By Alison Williams
LONDON (Reuters) – For a man whose singles prize money this year had not topped $300, to have won in the first round at Wimbledon is nothing short of a miracle. For him to face Roger Federer in the next round is pure dreamland.
British world 772 Marcus Willis earned himself a place in Wimbledon folklore and a spot in fans’ hearts by beating Lithuania’s Ricardas Berankis, ranked 718 places above him, 6-3 6-3 6-4, sending the Court 17 crowd into utter delirium.
On a day with little to cheer for home fans, Willis, who had to come through two rounds of qualifying, took to the court against the world number 54 like he owned it.

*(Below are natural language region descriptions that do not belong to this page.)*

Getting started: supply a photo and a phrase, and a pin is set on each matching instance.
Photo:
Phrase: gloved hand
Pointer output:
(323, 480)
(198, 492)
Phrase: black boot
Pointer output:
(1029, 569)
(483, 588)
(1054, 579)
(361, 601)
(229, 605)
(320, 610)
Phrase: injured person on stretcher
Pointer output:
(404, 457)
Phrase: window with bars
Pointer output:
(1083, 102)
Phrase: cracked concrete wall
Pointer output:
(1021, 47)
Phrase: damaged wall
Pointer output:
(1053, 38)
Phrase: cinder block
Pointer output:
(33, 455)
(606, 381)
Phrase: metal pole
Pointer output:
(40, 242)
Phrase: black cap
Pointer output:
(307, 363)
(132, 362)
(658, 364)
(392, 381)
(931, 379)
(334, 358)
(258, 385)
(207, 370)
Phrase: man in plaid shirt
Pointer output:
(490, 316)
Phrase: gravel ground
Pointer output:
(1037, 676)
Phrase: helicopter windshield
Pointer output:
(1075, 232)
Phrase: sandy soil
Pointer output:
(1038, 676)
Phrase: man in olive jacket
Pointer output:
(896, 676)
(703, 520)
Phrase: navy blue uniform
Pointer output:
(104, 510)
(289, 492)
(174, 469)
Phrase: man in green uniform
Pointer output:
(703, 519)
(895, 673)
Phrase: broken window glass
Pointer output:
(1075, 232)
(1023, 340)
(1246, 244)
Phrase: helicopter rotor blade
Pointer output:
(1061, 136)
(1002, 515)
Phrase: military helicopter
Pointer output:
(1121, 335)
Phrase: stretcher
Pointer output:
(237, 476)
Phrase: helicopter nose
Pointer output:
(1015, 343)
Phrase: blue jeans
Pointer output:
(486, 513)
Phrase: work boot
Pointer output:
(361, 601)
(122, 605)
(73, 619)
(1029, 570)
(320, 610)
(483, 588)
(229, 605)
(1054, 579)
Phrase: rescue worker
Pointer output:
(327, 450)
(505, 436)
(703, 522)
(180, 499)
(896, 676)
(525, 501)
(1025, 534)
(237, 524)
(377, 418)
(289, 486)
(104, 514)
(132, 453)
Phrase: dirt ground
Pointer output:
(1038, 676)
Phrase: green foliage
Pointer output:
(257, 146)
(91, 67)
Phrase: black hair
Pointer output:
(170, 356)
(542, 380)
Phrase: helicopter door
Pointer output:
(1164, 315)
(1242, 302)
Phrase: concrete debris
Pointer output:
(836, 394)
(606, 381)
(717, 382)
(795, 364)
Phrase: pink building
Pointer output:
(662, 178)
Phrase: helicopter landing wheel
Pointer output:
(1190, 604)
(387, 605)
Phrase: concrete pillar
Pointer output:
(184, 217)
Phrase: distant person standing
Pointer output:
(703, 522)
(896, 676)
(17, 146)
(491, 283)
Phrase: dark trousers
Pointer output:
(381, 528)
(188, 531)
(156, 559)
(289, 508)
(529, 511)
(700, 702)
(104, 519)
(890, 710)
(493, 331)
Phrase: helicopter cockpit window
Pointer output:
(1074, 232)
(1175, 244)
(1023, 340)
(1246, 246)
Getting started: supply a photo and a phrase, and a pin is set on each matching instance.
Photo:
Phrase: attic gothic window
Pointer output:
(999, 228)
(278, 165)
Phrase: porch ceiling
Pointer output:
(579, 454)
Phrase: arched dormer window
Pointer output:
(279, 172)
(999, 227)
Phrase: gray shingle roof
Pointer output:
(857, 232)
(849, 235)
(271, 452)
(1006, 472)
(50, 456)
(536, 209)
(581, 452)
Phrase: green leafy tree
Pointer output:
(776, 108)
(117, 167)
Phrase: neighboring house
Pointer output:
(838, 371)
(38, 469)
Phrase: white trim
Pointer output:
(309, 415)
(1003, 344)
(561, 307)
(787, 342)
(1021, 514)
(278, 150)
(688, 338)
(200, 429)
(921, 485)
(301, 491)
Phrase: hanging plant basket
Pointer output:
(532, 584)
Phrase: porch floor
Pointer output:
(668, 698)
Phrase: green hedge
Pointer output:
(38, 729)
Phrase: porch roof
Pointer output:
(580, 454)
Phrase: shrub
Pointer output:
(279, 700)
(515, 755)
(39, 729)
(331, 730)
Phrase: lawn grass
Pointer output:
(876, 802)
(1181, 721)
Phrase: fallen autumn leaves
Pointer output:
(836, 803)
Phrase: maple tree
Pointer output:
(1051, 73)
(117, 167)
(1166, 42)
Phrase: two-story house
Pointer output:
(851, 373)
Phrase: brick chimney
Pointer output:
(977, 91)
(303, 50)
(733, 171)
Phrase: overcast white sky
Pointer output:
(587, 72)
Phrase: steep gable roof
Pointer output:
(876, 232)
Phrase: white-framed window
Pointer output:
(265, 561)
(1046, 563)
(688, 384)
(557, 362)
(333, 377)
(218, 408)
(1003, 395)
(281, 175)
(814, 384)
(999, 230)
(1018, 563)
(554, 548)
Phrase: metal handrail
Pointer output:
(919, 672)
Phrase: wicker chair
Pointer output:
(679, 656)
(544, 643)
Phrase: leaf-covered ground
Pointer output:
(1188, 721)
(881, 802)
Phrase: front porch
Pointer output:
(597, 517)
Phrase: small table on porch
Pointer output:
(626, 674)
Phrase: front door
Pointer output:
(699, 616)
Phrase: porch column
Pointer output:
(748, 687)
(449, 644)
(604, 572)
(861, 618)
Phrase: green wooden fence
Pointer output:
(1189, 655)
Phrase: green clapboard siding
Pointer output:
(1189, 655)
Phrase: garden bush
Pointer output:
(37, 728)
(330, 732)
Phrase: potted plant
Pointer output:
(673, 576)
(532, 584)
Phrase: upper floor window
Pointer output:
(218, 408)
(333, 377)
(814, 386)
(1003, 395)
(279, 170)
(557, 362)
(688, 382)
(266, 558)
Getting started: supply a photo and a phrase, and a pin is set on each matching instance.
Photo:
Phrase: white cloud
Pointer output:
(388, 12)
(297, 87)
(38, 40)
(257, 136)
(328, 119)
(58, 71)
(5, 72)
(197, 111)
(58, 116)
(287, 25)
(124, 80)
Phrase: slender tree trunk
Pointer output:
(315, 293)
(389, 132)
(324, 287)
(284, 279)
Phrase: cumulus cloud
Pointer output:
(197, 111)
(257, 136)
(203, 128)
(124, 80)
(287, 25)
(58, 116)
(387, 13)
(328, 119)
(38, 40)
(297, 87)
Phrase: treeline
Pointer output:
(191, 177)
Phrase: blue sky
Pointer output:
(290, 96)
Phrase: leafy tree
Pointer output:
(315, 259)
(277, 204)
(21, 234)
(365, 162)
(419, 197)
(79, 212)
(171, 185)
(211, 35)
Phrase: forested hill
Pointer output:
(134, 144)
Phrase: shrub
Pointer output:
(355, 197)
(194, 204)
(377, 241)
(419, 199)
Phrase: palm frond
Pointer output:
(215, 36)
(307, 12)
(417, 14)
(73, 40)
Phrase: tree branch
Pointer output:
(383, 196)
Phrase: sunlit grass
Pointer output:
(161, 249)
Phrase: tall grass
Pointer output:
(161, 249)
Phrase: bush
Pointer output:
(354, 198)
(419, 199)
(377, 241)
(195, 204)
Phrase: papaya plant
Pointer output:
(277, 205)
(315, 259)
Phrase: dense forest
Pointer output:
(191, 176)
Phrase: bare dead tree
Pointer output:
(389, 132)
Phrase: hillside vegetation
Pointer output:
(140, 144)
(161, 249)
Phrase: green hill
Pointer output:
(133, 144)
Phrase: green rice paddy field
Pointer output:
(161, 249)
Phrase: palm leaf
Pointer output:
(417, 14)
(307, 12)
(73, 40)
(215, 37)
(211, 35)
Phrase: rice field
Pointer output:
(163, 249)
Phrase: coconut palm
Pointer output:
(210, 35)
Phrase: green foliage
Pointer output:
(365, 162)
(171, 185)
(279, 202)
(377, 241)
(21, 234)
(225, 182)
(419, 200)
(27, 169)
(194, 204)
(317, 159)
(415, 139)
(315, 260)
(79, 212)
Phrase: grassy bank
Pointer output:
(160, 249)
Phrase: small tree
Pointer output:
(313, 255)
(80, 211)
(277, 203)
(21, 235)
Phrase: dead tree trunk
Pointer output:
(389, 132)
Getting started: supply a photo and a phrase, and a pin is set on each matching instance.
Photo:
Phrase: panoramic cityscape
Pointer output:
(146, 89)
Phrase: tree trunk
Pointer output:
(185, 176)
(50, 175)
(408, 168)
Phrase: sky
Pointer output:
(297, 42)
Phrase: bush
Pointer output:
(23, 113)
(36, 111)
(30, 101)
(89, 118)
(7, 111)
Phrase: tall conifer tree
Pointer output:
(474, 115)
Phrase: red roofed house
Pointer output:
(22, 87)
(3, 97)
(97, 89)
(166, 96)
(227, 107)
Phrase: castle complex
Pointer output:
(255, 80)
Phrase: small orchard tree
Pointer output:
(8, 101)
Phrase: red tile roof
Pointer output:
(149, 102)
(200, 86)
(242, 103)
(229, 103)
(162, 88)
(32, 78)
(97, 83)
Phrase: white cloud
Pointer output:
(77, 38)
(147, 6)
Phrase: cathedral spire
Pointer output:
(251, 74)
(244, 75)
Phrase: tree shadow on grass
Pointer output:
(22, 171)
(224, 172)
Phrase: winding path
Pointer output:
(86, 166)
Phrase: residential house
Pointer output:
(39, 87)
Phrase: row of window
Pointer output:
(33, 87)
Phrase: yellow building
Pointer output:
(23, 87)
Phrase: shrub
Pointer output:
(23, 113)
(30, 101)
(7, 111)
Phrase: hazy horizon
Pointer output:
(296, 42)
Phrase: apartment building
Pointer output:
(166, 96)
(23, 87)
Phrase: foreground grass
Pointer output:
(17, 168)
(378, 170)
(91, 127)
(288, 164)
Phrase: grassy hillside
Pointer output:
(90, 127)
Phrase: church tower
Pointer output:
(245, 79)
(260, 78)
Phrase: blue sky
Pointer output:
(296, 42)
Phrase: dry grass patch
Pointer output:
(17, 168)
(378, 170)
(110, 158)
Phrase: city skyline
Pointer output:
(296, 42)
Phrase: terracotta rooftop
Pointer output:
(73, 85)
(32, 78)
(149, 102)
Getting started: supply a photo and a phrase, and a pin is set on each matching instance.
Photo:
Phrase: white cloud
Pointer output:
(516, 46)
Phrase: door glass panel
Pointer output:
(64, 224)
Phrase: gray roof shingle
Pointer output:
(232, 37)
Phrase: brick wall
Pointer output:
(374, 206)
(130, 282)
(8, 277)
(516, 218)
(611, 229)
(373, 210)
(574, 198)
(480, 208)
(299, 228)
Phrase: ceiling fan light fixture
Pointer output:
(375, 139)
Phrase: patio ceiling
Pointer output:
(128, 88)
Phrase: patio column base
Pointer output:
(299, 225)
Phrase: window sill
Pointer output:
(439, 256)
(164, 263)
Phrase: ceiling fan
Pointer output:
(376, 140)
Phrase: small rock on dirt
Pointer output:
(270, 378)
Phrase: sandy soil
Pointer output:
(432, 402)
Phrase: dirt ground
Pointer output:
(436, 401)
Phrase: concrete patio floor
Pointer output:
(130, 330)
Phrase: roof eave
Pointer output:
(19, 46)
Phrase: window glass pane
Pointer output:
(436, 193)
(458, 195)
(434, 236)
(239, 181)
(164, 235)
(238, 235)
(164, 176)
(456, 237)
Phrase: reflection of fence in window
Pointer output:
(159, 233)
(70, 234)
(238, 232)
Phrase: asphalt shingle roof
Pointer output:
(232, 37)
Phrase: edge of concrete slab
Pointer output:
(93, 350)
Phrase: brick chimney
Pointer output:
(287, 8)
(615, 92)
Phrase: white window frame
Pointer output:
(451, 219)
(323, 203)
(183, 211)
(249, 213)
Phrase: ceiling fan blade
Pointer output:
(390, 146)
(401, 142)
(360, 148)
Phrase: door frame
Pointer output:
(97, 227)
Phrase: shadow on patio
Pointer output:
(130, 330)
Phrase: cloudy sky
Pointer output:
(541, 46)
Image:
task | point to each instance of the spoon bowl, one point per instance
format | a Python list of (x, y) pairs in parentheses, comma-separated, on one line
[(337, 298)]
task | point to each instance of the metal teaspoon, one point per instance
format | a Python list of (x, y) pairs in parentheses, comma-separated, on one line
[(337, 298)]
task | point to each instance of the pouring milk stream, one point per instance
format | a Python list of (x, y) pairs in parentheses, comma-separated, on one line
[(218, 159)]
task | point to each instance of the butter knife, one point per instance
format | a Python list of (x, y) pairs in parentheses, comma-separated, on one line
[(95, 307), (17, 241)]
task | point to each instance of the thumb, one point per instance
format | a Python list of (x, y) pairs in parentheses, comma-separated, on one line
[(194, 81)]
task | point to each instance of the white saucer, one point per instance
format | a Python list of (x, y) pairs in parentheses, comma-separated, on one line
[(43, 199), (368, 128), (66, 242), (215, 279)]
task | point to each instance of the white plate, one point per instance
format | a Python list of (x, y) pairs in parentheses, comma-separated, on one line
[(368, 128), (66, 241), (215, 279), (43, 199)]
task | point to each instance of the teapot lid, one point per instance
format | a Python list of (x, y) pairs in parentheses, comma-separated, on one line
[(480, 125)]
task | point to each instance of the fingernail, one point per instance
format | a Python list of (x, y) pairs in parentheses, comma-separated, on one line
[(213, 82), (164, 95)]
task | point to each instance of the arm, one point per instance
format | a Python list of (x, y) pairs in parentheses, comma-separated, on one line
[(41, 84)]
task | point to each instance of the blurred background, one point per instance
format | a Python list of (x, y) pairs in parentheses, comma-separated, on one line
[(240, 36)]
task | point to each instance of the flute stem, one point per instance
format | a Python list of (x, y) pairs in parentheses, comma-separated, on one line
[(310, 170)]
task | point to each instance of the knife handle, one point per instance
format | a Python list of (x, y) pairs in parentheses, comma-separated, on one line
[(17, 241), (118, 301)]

The 25-year-old saved 19 out of 20 break points and won 72 percent of points on his first serve.
This from a man who described himself as a “loser” and a “fat boy” who had to get himself in shape, who coaches at 30 pounds an hour to pay the bills and had to be persuaded by his girlfriend not to jack it all in.
As the cheers were still ringing around the rowdy crowd, British number one and 2013 champion Andy Murray, who starts his campaign on Tuesday as second seed, tweeted: “Marcus Willis, how good is that!”
Congratulations also came from Goran Ivanisevic, who won Wimbledon as a wildcard in 2001.
“Goran just came around and shook my hand. He’s my hero. I’m a bit…,” Willis told reporters, trailing off in grinning disbelief.
He is now guaranteed to win at least 50,000 pounds ($66,000) and next up his Swiss master Federer, who defeated Argentina’s Guido Pella in straight sets.
“Obviously, it’s an amazing dream come true. I get to play on a stadium court. This is what I dreamed of when I was younger,” Willis said.
“I’m going to go out there and try to win the tennis match. I probably won’t. I might not. But I’m going to give everything, as I have the last seven matches.”
Willis is the lowest-ranked qualifier in round two of a major since No. 923 Jared Palmer at the 1988 U.S. Open. Bookmakers Ladbrokes are offering odds of 8-1 that he reaches the world top 100 by the end of this year.
After his match, Willis briefly turned fan to cheer on Dan Evans, who endured a nip and tuck battle with Germany’s Jan-Lennard Struff before joining him in the second round with a 6-3 6-7(6) 7-6 (7) 7-5 victory.
Their compatriots fell by the wayside, however, in another mass Brexit.
British number three Kyle Edmund produced an inconsistent performance in his 6-2 7-5 6-4 defeat by Frenchman Adrian Mannarino.
James Ward had the honor of opening Centre Court action on day one of the tournament, but with defending champion and number one seed Novak Djokovic on the other side of the net, there was no shame in his 6-0 7-6(3) 6-4 defeat.
Fellow wildcards also went down. Brydan Klein lost to Frenchman Nicolas Mahut 7-6 6-4 6-4 and Alexander Ward lost to Belgium’s David Goffin 6-2 6-3 6-2.
On the women’s side, Laura Robson, on the comeback trail after a long injury layoff, was beaten by fourth seed Angelique Kerber 6-2 6-2. Naomi Broady lost to Ukraine’s Elina Svitolina 6-2 6-3.